Deerskin Wears Its Mystery Well

Christianity counts the following among the signs of the Apocalypse: Death saddling up a pale horse, stars plummeting from the sky, kings hiding under rocks, and seven angels making a racket on their trumpets. “Quentin Dupieux making an accessible film” doesn’t show up in the Book of Revelations, but lo, death abounds all the world over, an asteroid 1.5 miles wide recently hurtled by Earth, and Dupieux’s latest bizarro ode to cinema, Deerskin, is screening virtually while the angelic host’s brass remains silent.
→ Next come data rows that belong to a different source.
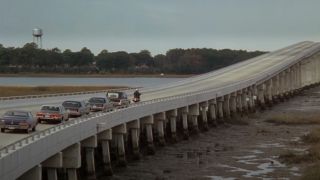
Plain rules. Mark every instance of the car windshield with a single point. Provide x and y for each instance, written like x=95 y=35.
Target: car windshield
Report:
x=113 y=95
x=50 y=108
x=97 y=100
x=16 y=113
x=71 y=104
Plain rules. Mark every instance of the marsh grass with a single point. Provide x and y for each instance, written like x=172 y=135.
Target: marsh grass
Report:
x=294 y=119
x=6 y=91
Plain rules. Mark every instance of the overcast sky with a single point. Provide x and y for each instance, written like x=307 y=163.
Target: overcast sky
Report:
x=158 y=25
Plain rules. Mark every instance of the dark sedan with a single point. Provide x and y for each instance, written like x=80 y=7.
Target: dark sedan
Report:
x=100 y=104
x=13 y=120
x=118 y=99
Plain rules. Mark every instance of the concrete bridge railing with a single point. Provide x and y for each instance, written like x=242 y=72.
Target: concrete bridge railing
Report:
x=61 y=146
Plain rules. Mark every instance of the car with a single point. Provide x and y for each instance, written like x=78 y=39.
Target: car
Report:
x=100 y=104
x=118 y=98
x=76 y=108
x=53 y=113
x=15 y=120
John of Patmos got it all wrong.
Out of context, “accessible Dupieux” is oxymoronic, like “jumbo shrimp,” “bittersweet,” and “compassionate conservative,” but Deerskin, though every bit as strange as is to be expected from the Parisian DJ-cum-electronic musician-cum-filmmaker, makes sense without undercutting the qualities that define Dupieux’s body of work. It’s entirely unlike every other movie presently enjoying a last-minute VOD release, being a well-made, proudly weird, genre-agnostic commentary on themes ranging from middle age male vanity to navel-gazing, self-obsessed independent cinema. Unlike Dupieux’s prior work, à la Rubber, Wrong and Reality, Deerskin’s determination to explain itself as little as possible is complemented by its internal logic. The delight the film takes in the script’s eccentricities is inviting rather than alienating.
Anchoring that abundance of quirk is Jean Dujardin, playing Georges, a man who at the start of Deerskin sacrifices everything—his savings, and so it seems his marriage—to purchase a vintage deerskin jacket from an old hermit (Albert Delpy) in a sleepy hamlet in the Alps. Georges likes the way he looks; he’s infatuated with his reflection, and over the course of the movie he replaces every piece of his wardrobe with all things deerskin. Pants. Boots. Hat. But merely bedecking his body in leathery style isn’t enough. His fixation escalates. The camera the hermit tossed him as a freebie becomes a tool of domination as Georges goes about gulling strangers into handing their own coats over to him under the guise of shooting a movie.